|Feb-20-04|| ||Elrathia Kingi: It never ceases to amaze me what crazy positions Morphy seems to create and dominate. |
|Nov-13-04|| ||Bobak Zahmat: Morphy is awesome but I don't think he's opponent is a player of much pontentions. |
|Nov-13-04|| ||SBC: <Bobak Zahmat>
<Morphy is awesome but I don't think he's opponent is a player of much pontentions.>
His opponent is Charles Amedee Maurian, Morphy's best friend. Maurian, in 1854 when this game was played, was just learning the game. Maurian was also one of Morphy's few opponents as he got older. Maurian continued to play Morphy at knight odds and eventually became too strong for Morphy at those odds.

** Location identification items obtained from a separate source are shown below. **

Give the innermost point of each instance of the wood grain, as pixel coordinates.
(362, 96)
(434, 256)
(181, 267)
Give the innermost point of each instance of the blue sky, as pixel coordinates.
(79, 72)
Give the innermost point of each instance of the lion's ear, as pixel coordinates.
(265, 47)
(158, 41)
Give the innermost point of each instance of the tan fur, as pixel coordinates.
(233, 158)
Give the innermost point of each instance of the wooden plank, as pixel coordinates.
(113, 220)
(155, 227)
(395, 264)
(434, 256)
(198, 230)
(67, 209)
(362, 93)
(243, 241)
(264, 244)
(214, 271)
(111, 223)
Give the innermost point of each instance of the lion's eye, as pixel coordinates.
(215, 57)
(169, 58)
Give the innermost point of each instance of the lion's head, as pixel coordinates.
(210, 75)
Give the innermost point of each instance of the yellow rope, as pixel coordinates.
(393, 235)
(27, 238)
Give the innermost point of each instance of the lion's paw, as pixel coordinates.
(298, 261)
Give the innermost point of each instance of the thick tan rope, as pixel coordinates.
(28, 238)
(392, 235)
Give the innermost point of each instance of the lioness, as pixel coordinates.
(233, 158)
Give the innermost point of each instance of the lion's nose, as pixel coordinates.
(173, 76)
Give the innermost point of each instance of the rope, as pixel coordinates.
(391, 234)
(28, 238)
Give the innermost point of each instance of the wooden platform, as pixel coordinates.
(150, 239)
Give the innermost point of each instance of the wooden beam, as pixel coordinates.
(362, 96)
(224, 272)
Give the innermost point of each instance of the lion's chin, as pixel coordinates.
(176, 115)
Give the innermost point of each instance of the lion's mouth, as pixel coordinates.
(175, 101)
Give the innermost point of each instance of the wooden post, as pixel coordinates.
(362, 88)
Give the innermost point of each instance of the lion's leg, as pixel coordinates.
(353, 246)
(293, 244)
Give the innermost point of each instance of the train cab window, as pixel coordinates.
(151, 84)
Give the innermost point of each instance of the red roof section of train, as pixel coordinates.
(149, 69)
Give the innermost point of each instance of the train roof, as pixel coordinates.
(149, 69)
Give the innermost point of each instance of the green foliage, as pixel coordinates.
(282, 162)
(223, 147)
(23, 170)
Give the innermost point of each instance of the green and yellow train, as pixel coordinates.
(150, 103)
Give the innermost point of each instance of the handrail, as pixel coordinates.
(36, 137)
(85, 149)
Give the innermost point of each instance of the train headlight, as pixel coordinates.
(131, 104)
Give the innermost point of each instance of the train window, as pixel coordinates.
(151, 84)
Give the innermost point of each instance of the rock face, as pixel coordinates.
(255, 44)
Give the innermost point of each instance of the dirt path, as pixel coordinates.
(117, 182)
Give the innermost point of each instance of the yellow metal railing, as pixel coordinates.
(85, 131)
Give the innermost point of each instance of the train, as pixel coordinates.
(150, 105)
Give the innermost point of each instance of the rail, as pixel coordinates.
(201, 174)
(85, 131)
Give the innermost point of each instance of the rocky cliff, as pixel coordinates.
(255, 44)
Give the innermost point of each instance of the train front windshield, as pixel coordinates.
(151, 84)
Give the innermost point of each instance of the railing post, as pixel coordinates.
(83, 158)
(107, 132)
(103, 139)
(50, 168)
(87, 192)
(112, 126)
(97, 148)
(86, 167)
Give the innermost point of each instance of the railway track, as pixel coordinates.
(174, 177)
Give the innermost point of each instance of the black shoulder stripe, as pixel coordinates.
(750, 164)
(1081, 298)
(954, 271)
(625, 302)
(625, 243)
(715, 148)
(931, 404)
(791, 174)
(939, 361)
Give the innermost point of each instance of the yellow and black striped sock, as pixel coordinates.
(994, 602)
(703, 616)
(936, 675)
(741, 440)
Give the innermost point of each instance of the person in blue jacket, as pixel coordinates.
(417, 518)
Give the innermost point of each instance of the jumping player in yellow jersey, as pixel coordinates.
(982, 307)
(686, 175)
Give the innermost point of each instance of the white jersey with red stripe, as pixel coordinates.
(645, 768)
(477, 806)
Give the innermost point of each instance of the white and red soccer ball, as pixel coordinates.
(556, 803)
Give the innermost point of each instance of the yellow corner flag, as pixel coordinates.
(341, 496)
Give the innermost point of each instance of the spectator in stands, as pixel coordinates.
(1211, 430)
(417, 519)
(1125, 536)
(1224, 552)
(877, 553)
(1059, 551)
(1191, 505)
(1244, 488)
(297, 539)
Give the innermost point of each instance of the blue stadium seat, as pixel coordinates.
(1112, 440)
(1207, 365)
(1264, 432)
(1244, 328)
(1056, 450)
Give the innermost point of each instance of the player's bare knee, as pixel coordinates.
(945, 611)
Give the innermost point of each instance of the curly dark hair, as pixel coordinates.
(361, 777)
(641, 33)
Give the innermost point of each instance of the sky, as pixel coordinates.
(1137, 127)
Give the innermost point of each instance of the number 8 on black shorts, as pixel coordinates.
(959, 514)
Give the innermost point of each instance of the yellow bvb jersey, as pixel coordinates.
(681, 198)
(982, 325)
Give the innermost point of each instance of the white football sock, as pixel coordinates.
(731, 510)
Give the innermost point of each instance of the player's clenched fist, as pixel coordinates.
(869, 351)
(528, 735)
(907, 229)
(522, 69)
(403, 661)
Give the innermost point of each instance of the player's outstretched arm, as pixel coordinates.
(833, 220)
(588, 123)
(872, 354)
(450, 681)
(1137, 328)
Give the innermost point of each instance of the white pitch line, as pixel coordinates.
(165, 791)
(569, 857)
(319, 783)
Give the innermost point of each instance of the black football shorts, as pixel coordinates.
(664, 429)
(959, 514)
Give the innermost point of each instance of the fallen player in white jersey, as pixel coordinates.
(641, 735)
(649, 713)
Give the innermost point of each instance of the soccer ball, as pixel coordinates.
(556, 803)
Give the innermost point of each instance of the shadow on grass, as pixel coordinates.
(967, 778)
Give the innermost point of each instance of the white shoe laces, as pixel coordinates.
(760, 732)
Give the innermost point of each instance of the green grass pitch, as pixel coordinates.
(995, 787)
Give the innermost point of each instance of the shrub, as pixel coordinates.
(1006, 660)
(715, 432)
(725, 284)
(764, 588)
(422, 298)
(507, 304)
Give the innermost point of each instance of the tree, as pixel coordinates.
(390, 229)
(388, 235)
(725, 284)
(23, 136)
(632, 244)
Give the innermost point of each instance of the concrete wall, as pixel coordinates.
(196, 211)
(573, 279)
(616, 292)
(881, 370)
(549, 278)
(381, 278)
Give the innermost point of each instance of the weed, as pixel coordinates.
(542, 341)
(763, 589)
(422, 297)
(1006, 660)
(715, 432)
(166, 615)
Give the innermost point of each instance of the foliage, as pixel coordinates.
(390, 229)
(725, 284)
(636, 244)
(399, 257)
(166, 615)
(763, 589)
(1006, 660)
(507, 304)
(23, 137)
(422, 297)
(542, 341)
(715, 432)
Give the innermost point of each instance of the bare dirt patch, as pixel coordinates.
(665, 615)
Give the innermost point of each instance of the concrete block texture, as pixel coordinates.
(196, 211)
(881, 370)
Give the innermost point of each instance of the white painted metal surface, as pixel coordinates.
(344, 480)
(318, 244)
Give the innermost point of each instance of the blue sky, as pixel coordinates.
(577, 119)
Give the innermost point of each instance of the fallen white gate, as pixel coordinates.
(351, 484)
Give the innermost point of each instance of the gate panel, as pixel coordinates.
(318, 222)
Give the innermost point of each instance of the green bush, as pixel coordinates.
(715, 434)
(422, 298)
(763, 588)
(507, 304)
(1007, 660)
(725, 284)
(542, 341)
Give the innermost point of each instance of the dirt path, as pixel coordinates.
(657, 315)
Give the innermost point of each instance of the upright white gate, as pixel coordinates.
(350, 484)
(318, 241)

Maurian also held his own against some of the best players of the day. He became the New Orleans Chess, Checkers and Whist Club champion after Morphy retired from public play. He was the chess editor of the New Orleans Times-Democrat newspaper and wrote Morphy's obituary.
|Sep-08-05|| ||RookFile: And Maurian beat Steinitz at a normal game.
Steinitz vs Maurian, 1883
|Nov-08-05|| ||schnarre: What shall we uncover next, I wonder?|
|Dec-13-05|| ||shortsight: While Morphy was the best of his time, this game did little to suggest that, as it seems like Maurian was indeed at the beginning of learning the game. Maurian in this game seems playing for a lose rather than a win.|
|Dec-14-05|| ||schnarre: At times playing with odds can have a psychological impact, especially if the one giving odds plays the game well.|
|May-30-06|| ||crwynn: 18...Qxg4! The start of a pretty combination. Incidentally, Maurian was probably not at the *very* beginning of his chess career, or he wouldn't have played 21.Bxe6 - meaning, at least he could calculate far enough to see 21.Bh3 Ne5 22.Rg3 h4, which is the point of 18...Qxg4.|
|May-30-06|| ||crwynn: The most elegant feature of his idea is that first Morphy induces the KR to block the KB, denying it a good retreat square - its only retreat square being h3, where it...blocks the KR, denying it a good retreat square in turn (that is, anywhere along the third rank where it guards the Nc3).|
|Dec-31-08|| ||WhiteRook48: wow. why did Maurian resign?|
|Jan-01-09|| ||WhiteRook48: another great Morphy win and happy new year! I seriously doubt this happened on Dec 31, 1854.|
|Feb-07-09|| ||WhiteRook48: 21. Bxe6?! is weird|
|Dec-24-10|| ||meppi: 21 Bexe6 is to clear the h3 square for the white rook. |
IE: if instead 21Bh3. Black can play
21.Ne5 attacking the rook. The Rook must not leave the 3rd rank or the white horse on c3 will be killed.
and black plays h5.
White gets into trouble if the bishop doesn't 21.Bxe6
|Feb-12-11|| ||Dredge Rivers: Hey! Some of the pieces are MISSING!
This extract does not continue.